Serafin Zambada, who is a U.S. citizen born in San Diego, is scheduled to appear again at court on Monday at 10:30 a.m. for a detention hearing, identity hearing, and removal hearing. Federal prosecutors plan to remove Zambada to San Diego, but no dates have been set, according to the press release issued Friday evening after the Mexican news media broke the story of the arrest.
He is in the custody of the U.S. Marshals, according to Cosme Lopez, spokesman for the Department of Justice.

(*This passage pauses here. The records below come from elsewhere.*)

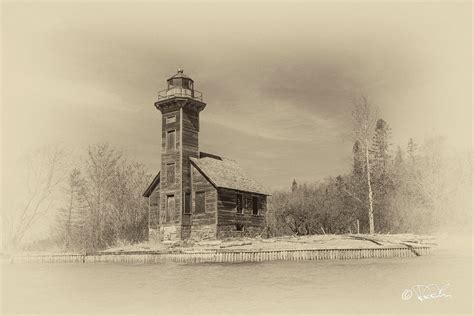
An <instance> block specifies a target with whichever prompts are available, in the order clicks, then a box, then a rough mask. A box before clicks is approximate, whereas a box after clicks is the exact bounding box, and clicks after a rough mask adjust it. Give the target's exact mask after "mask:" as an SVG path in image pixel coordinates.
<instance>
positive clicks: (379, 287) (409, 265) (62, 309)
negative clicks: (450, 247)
mask: <svg viewBox="0 0 474 316" xmlns="http://www.w3.org/2000/svg"><path fill="white" fill-rule="evenodd" d="M471 280H472V265H471V257H470V256H469V254H468V255H465V256H461V255H456V254H453V253H435V254H434V255H432V256H427V257H417V258H393V259H366V260H348V261H300V262H268V263H253V264H200V265H186V264H172V263H169V264H154V265H122V264H36V265H35V264H12V265H10V264H4V265H3V266H2V299H3V302H2V314H4V313H7V314H10V313H34V314H38V313H46V314H51V313H81V314H82V313H88V314H90V313H92V314H104V313H128V314H143V313H147V314H150V313H153V314H161V315H163V314H186V313H189V314H234V313H236V314H260V315H261V314H275V313H278V314H288V315H295V314H304V313H306V314H308V313H309V314H314V313H367V312H377V313H401V312H404V313H420V312H423V313H450V314H452V313H469V314H470V311H471V297H472V288H471ZM432 283H437V284H439V285H445V284H447V283H449V284H450V286H449V288H448V290H447V291H446V293H448V294H450V295H452V297H451V298H446V297H441V298H437V299H433V300H426V301H423V302H421V301H419V300H417V299H416V298H415V297H412V298H411V299H410V300H408V301H404V300H402V299H401V294H402V292H403V290H404V289H406V288H410V287H411V286H413V285H416V284H432Z"/></svg>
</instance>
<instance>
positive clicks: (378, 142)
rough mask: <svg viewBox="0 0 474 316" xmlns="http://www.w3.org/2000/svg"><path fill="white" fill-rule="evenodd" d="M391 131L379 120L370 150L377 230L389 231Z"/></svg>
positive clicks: (376, 124)
mask: <svg viewBox="0 0 474 316" xmlns="http://www.w3.org/2000/svg"><path fill="white" fill-rule="evenodd" d="M390 137H391V129H390V127H389V125H388V124H387V122H385V121H384V120H383V119H378V120H377V123H376V126H375V133H374V136H373V139H372V145H371V148H370V156H371V159H370V164H371V166H370V167H371V173H372V189H373V194H374V195H373V201H374V205H375V206H376V207H375V210H374V211H375V215H374V217H377V230H378V231H383V230H385V231H389V230H390V223H389V219H388V212H389V208H390V206H389V196H390V194H391V193H392V192H391V191H392V189H393V185H392V174H391V172H392V168H391V167H392V164H391V163H392V159H391V155H390V146H391V143H390Z"/></svg>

Serafin Zambada was indicted on Sept. 27 in U.S. District Court for the Southern District of California on the charge of conspiracy to import methamphetamine and cocaine, according to a grand jury indictment. If convicted, he faces at least one year in prison and will forfeit to the United States all rights to property and profits obtained through the alleged illegal activity.
“He has a spotless record and he’s presumed to be innocent under the law,” said his Nogales-based lawyer Saji Vettiyil. “He’s looking forward to the day he can clear his name in the court of law and has the utmost faith in the judicial system.”
Serafin is the second Zambada son in federal custody in the United States. El Mayo’s oldest son Jesus Vicente Zambada-Niebla was arrested in Mexico City in March 2009 and extradited to the United States in February 2010 after a federal grand jury in Chicago indicted him, his father, Guzman and dozens of others on drug-trafficking charges.
El Mayo’s brother Jesus Reynaldo Zambada Garcia was arrested by Mexican authorities in October 2008 and is awaiting extradition to the United States on drug-trafficking and money-laundering charges.
April 2012, a federal grand jury in West Texas indicted Guzman, El Mayo and 22 other people under the Racketeer Influenced and Corrupt Organizations (RICO) Act, holding them responsible for the operations and management of the Sinaloa Cartel.
Serafin Zambada was traveling with his wife, who was detained and then released, when he was arrested, according to the U.S. Attorney’s Office. Karime Ellameli Torres-Acosta is the daughter of Manuel Torres-Felix. aka “El Ondeado” or “El M1,” the leader of a Sinaloa Cartel cell who was killed during a shootout with the Mexican Army in Culiacan, Sinaloa in October 2012.